Mi hijo razonó que sólo un millonario podría adquirir y fabricar regalos para todos los niños del mundo en Nochebuena. Esta deducción deja bien parado a Papá Noel. Si asumimos según la tradición que Santa es mágico, entonces el acto de producir y distribuir regalos no conlleva costos de oportunidad, pues Santa puede hacer lo que se le antoje, prácticamente sin costo. Su gesto es generoso pero no tanto como lo sería si fuera millonario. Dado que Santa es reconocido por sus virtudes, sólo llegaría a amasar una fortuna a través de actividades económicas lícitas, satisfaciendo necesidades ajenas. Haría un doble bien como empresario y como filántropo. Y valdría más el gesto de repartir juguetes, porque encajaría con la verdadera definición de generosidad. La noción de un Papá Noel empresario enseñaría a los niños que cuesta trabajo conseguir y conservar nuestros ingresos, y que únicamente podemos disponer de los bienes que nos pertenecen.
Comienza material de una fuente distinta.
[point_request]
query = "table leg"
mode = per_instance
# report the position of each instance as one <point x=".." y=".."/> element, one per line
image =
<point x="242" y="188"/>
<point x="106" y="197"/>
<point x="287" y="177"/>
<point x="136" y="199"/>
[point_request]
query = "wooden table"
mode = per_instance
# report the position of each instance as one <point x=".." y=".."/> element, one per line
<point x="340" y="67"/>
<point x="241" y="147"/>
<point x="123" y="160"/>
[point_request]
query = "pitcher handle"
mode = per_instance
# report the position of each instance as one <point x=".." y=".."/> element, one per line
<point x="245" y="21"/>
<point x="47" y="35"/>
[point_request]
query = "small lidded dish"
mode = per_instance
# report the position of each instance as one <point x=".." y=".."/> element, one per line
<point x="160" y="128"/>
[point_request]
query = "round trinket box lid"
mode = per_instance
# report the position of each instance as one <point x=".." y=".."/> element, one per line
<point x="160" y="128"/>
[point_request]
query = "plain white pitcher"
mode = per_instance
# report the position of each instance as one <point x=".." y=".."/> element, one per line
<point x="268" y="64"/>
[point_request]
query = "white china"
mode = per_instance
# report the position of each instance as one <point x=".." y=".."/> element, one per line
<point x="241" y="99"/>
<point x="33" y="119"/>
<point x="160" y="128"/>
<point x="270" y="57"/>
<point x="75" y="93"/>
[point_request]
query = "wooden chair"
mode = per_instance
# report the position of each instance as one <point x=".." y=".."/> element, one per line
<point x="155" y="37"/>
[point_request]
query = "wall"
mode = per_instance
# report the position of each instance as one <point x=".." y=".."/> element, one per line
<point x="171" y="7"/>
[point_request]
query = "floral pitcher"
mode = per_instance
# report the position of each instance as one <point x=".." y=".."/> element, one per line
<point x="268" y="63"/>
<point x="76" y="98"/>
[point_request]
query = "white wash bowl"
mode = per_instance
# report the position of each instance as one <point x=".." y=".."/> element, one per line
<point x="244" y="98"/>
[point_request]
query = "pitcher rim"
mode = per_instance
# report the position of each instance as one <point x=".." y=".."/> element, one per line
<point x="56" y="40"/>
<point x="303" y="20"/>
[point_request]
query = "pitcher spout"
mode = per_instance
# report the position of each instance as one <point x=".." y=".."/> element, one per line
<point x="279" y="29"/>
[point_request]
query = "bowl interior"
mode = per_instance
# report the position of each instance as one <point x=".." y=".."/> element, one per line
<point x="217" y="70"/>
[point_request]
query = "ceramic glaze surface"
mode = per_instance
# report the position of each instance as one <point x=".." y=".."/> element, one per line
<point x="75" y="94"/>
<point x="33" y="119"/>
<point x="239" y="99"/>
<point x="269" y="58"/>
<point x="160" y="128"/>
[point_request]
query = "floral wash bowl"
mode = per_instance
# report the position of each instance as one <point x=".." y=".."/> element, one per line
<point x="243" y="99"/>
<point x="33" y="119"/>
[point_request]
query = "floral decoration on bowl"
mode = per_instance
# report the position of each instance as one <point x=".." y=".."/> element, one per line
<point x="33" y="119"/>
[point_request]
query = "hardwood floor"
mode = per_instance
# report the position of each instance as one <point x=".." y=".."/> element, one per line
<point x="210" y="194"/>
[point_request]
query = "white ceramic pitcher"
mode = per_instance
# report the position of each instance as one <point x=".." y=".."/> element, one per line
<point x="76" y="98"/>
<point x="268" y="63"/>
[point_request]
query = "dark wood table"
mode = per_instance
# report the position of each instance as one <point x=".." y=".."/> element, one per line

Entretenida con estas fantasiosas reflexiones, revisé los periódicos y leí sobre la veloz aprobación de un abultado presupuesto gubernamental de Q70 mil 600 millones para el 2015. He aquí, pensé, una tercera y menos loable forma de ser “Santa”: financiar diversidad de gastos tras despojar a unos de sus bienes cobrando impuestos y contrayendo deuda pública. ¿Qué mérito hay en este tipo de transferencias? No son fruto de un trabajo productivo; los gobernantes no reparten sus propios ahorros. Se distribuyen “derechos”, no regalos, reclamados por beneficiarios despistados y poco agradecidos. La mística de gana-pierde bajo la cual opera la maquinaria estatal dista mucho del mágico gana-gana del Polo Norte, así como del positivo escenario dentro del cual transacciones libres de coacción generan riqueza.

Sin embargo, pareciera que un espíritu mágico invadió el Congreso el pasado 27 de noviembre. Tomó únicamente cuatro horas a los partidos opositores, usualmente en pugna, aprobar el Presupuesto del 2015. De ejecutarse completo, el gobierno gastará en un año el equivale a la totalidad del salario mínimo anual de casi 2 millones de guatemaltecos. ¿Estaremos los guatemaltecos tan embobados por el encanto navideño, que nos es indiferente el precio pagado por cada voto favorable al contubernio? Ascendió a Q. 500 mil por diputado, según Prensa Libre, ¿y dónde está la indignación generalizada? ¿Qué fórmulas matemáticas hechiceras permitirán a las autoridades cubrir el incremento presupuestario? ¿Realmente se recaudará más si se cobran nuevos impuestos a la telefonía fija y móvil, al cemento y la minería? ¿Será conveniente crecer la deuda pública emitiendo bonos y prestando más plata a organismos internacionales?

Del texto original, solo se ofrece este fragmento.